Now the mayor has pulled the lever on the big one, an income tax—a tax ruled unconstitutional by the state Supreme Court back in the 1930s and banned by state legislators in 1984. Activists and progressive lawmakers have nonetheless clamored for an income tax throughout the years because Washington state’s system is woefully regressive. The poorest 20 percent of households spend 16.8 percent of their earnings on taxes, while the richest 1 percent pays 2.4 percent, according to the Institute on Taxation and Economic Policy report using 2015 data.
But it wasn’t until his challenger Mike McGinn called for it that Murray—who's facing allegations of child rape, and has since pulled out of the mayoral race—followed suit and pushed for an income tax.

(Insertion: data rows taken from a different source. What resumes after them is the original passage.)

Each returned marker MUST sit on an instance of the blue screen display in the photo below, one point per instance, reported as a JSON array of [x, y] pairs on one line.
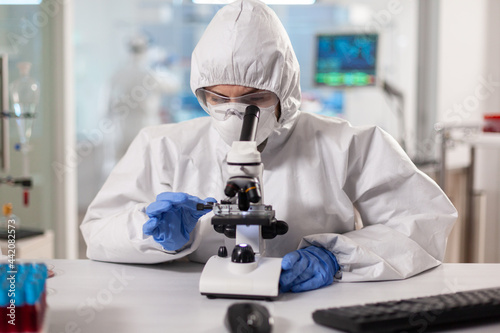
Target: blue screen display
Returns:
[[346, 60]]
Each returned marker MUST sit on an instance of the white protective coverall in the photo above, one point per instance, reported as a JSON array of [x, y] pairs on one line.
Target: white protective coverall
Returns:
[[317, 170]]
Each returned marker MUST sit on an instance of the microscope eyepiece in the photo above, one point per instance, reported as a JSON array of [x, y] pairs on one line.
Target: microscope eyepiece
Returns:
[[243, 254]]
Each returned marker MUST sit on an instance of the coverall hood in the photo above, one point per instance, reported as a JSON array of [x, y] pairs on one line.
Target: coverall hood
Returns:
[[246, 44]]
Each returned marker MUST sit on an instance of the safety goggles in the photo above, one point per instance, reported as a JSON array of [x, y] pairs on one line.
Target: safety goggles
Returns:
[[220, 107]]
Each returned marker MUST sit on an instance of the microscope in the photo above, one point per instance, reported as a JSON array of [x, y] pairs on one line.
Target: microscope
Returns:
[[246, 273]]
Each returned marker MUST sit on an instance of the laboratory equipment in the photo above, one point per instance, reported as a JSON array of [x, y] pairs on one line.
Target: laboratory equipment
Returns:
[[415, 314], [346, 60], [242, 215], [248, 317], [8, 218], [25, 94], [23, 304]]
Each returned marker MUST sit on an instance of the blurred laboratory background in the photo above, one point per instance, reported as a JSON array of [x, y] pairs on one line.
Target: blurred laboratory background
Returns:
[[79, 78]]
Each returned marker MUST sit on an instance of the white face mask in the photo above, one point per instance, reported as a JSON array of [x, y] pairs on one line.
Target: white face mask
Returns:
[[230, 129]]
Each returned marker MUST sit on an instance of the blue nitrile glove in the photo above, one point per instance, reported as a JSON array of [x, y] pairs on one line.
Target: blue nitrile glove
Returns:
[[306, 269], [172, 217]]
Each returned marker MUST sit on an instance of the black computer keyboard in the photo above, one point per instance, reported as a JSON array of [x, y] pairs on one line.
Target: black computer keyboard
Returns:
[[415, 314]]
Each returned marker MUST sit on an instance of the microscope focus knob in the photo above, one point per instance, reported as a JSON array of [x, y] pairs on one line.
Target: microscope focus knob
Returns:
[[222, 252], [243, 253]]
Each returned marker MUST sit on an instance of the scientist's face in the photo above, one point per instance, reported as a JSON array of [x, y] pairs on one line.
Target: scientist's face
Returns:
[[237, 91]]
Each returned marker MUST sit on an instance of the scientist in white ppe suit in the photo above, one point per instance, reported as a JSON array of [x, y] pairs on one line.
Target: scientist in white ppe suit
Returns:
[[317, 171]]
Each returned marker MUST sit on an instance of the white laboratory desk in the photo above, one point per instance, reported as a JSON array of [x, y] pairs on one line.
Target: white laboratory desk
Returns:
[[89, 296]]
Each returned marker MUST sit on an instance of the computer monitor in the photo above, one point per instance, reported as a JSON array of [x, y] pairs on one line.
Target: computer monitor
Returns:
[[346, 60]]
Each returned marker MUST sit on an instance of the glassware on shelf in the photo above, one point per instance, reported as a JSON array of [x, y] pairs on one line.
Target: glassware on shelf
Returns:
[[25, 95]]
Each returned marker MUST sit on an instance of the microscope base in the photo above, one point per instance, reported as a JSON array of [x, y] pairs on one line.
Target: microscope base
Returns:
[[225, 279]]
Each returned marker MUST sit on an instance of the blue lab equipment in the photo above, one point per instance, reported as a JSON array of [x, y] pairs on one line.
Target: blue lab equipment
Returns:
[[172, 217], [306, 269]]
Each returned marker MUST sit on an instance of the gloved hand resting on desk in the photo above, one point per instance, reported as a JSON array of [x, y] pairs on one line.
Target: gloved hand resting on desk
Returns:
[[172, 217], [306, 269]]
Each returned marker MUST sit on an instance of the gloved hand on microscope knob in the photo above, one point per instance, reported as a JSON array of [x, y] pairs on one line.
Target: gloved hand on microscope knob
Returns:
[[308, 268], [172, 217]]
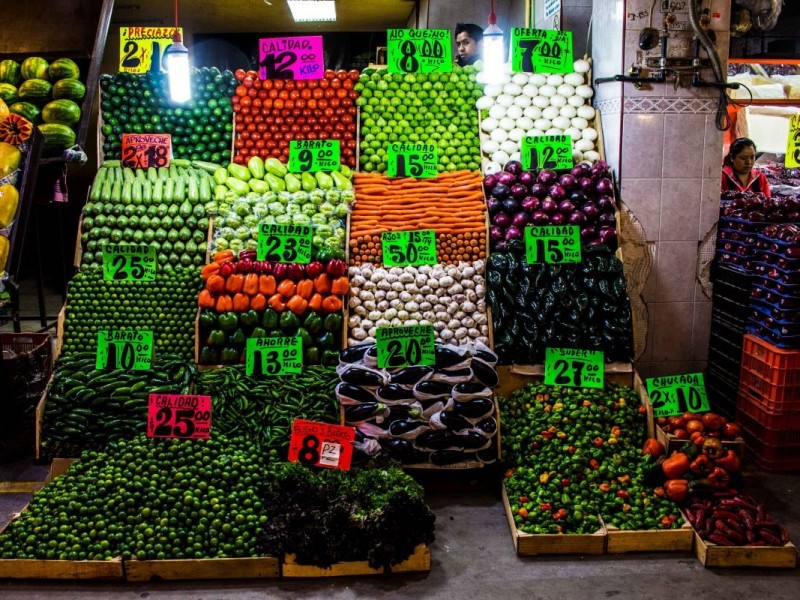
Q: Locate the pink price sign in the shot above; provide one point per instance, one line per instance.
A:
(291, 58)
(179, 416)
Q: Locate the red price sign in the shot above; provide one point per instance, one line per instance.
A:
(321, 445)
(144, 150)
(178, 415)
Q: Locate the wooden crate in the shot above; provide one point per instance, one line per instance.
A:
(205, 568)
(419, 562)
(527, 544)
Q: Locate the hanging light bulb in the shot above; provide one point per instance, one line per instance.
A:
(176, 62)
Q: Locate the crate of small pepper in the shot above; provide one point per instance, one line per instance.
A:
(246, 298)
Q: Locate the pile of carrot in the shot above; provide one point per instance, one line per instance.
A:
(452, 204)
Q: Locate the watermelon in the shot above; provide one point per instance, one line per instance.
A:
(63, 68)
(10, 72)
(71, 89)
(57, 136)
(8, 93)
(65, 112)
(27, 110)
(35, 90)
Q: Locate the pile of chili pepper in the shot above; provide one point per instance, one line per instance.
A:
(575, 456)
(246, 298)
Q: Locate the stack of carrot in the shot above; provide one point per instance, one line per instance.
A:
(451, 204)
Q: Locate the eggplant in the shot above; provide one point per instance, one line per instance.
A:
(349, 394)
(411, 375)
(362, 376)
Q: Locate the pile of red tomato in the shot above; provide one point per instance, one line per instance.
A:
(272, 112)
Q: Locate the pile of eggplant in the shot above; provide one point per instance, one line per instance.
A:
(442, 414)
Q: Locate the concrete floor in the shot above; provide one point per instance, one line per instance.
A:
(473, 556)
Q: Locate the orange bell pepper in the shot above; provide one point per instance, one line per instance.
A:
(340, 286)
(331, 304)
(297, 304)
(266, 285)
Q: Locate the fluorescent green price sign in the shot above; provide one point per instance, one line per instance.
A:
(274, 357)
(284, 243)
(553, 244)
(313, 155)
(573, 368)
(546, 152)
(129, 350)
(404, 248)
(129, 262)
(677, 394)
(413, 160)
(541, 51)
(793, 146)
(405, 346)
(419, 51)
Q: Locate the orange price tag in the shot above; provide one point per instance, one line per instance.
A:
(144, 150)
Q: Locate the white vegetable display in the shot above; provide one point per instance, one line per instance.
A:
(448, 297)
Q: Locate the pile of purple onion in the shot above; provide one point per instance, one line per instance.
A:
(516, 198)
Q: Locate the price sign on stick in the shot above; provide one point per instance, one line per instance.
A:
(129, 350)
(541, 51)
(405, 346)
(546, 152)
(404, 248)
(291, 58)
(313, 156)
(553, 244)
(129, 262)
(573, 368)
(145, 150)
(141, 49)
(412, 160)
(284, 243)
(176, 415)
(321, 445)
(274, 356)
(419, 51)
(677, 394)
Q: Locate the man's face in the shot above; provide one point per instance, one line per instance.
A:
(467, 47)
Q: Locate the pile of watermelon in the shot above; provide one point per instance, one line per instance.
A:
(48, 94)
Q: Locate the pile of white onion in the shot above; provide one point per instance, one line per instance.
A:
(535, 104)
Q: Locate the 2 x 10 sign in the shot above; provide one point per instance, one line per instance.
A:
(291, 58)
(541, 51)
(129, 262)
(321, 445)
(274, 356)
(313, 155)
(553, 244)
(419, 51)
(412, 160)
(284, 243)
(404, 248)
(142, 48)
(678, 394)
(546, 152)
(574, 368)
(405, 346)
(180, 416)
(129, 350)
(146, 150)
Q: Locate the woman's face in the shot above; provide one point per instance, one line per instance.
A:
(743, 162)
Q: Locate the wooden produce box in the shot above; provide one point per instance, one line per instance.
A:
(527, 544)
(419, 562)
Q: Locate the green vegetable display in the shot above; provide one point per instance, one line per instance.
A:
(430, 108)
(86, 408)
(201, 129)
(167, 307)
(575, 456)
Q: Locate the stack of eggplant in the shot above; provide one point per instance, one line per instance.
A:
(442, 414)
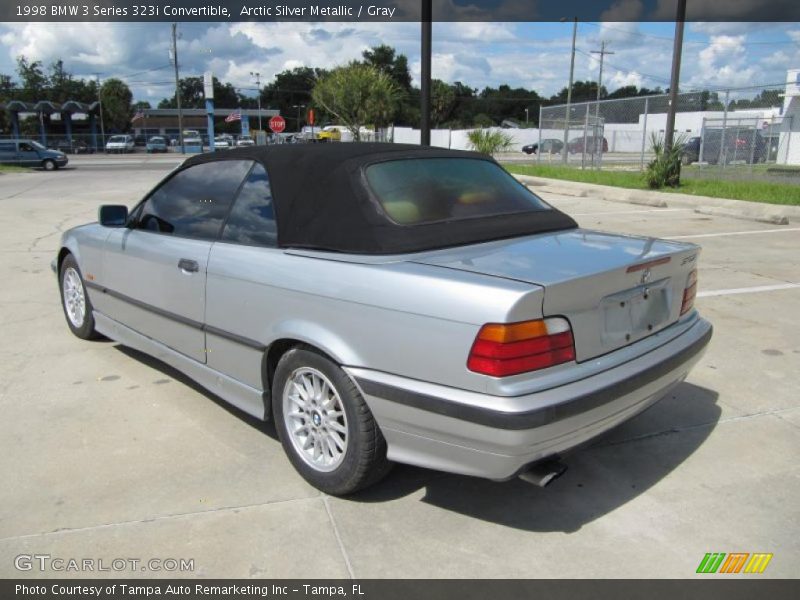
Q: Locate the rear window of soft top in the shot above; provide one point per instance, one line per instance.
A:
(428, 190)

If the council does pass the tax in July, the legislation faces an uphill battle. And it could take years before the city sees any sort of income from it.
Activists expect the proposal to be challenged but hope it will prevail in the state Supreme Court. The court has the power to reverse its own 5-4 decision that ruled income taxes unconstitutional in the 1930s, but it’s actually the state legislature’s ban 51 years later on any local “net income tax” that will be the toughest legal obstacle. Attorney Bob Mahon, who practices state and local tax law, says judges try to rule based on state law before they even touch the Constitution.

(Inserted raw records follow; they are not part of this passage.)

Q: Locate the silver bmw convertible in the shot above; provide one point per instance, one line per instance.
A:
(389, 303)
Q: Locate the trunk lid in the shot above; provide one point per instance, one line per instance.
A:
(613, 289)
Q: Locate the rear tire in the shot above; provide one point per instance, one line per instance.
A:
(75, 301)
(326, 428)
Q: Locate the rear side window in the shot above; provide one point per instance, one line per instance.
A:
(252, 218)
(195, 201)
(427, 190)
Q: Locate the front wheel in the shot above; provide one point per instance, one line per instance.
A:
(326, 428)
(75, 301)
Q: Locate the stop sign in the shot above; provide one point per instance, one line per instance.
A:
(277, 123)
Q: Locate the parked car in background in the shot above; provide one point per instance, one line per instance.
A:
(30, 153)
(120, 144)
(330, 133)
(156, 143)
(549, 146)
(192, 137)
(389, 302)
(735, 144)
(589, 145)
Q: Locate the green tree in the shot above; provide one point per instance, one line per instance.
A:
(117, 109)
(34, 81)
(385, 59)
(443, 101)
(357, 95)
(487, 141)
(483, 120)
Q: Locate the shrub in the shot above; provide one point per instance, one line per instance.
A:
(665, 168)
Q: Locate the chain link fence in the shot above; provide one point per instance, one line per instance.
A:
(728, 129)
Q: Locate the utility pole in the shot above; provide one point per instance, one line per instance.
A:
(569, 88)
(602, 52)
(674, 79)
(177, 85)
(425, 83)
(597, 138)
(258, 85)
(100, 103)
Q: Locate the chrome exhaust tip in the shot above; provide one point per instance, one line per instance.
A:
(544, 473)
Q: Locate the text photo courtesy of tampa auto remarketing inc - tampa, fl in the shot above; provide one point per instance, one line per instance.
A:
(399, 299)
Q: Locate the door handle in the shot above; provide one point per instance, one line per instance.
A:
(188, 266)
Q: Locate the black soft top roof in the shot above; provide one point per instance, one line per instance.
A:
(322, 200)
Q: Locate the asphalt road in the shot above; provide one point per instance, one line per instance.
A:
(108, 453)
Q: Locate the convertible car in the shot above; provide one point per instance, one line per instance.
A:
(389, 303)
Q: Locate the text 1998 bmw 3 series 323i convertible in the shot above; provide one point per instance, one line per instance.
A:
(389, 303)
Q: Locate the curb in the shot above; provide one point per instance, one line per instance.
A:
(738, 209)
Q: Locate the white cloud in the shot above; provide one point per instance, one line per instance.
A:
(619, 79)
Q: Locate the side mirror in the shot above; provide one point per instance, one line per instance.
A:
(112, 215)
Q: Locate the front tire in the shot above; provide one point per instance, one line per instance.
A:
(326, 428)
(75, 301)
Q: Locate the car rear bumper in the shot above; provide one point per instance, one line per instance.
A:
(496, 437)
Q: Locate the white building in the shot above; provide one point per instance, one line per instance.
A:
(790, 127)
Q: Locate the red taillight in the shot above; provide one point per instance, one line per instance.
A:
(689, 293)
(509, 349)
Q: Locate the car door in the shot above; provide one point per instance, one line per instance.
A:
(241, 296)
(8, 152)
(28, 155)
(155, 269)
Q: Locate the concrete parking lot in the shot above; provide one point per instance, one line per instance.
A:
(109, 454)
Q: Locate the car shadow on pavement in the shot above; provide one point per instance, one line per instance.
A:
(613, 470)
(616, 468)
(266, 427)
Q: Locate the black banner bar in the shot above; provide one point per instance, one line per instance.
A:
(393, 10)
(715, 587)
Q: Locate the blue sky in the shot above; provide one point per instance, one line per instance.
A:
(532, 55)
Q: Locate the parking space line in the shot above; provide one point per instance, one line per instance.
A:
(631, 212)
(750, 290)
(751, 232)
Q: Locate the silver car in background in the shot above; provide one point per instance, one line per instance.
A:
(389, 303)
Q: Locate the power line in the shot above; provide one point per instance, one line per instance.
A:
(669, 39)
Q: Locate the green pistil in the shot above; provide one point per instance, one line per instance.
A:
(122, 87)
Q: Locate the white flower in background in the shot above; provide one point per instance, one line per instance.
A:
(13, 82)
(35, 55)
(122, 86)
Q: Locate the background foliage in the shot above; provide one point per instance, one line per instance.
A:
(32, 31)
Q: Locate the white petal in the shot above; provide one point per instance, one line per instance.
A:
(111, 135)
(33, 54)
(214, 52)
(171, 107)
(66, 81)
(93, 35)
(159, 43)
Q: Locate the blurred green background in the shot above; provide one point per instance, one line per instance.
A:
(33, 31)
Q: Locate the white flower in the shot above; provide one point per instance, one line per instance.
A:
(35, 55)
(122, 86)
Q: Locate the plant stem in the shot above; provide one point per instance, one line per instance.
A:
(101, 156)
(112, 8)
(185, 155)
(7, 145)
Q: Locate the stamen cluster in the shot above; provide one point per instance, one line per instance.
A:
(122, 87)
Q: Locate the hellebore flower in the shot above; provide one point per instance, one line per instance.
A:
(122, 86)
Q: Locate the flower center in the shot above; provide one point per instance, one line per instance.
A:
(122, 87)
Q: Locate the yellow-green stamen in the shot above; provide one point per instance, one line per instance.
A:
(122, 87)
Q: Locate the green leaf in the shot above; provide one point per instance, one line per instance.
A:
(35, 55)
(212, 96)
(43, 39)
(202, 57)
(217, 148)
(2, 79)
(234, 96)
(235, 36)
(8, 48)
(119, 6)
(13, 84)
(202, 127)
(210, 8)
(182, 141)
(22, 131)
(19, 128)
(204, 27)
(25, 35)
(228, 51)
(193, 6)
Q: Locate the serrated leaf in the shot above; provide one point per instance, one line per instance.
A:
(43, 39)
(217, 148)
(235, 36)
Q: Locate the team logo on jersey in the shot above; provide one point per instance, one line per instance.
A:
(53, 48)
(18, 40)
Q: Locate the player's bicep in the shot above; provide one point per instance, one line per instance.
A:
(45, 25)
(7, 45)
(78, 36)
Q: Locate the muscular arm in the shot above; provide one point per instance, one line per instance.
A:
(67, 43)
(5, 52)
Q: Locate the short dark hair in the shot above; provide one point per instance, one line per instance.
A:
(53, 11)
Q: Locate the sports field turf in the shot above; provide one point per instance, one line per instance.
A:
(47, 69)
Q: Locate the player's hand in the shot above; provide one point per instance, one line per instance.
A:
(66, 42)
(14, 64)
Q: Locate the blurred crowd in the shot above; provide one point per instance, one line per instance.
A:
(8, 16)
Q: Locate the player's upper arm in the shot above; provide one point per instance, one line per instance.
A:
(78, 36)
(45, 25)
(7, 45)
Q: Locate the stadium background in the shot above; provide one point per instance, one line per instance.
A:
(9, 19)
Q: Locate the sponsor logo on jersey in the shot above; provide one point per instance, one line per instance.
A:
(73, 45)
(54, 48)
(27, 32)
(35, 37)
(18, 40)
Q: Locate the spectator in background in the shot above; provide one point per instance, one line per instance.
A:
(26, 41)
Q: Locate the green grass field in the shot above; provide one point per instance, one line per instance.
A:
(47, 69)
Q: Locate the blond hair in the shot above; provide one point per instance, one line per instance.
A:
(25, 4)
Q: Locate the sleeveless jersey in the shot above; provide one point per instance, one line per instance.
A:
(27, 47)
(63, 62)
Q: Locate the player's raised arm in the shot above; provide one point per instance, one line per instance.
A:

And here’s the other catch: It’s possible the ordinance doesn’t even make it to the Supreme Court. The decision would first go to the King County Superior Court, then the Washington Court of Appeals. By the time it reaches the state Supreme Court…well, this year that court’s swamped with its McCleary decision, a mandate for legislators to fund basic education. The judges may take a special interest in the income tax issue, Mahon says, but they could also choose not to take it up at all.
Still, Seattle voters are hungry for it; most of us voted for a failed initiative for a statewide income tax in 2010. If an income tax is ever going to happen in Washington, Seattle is its last glimmer of hope.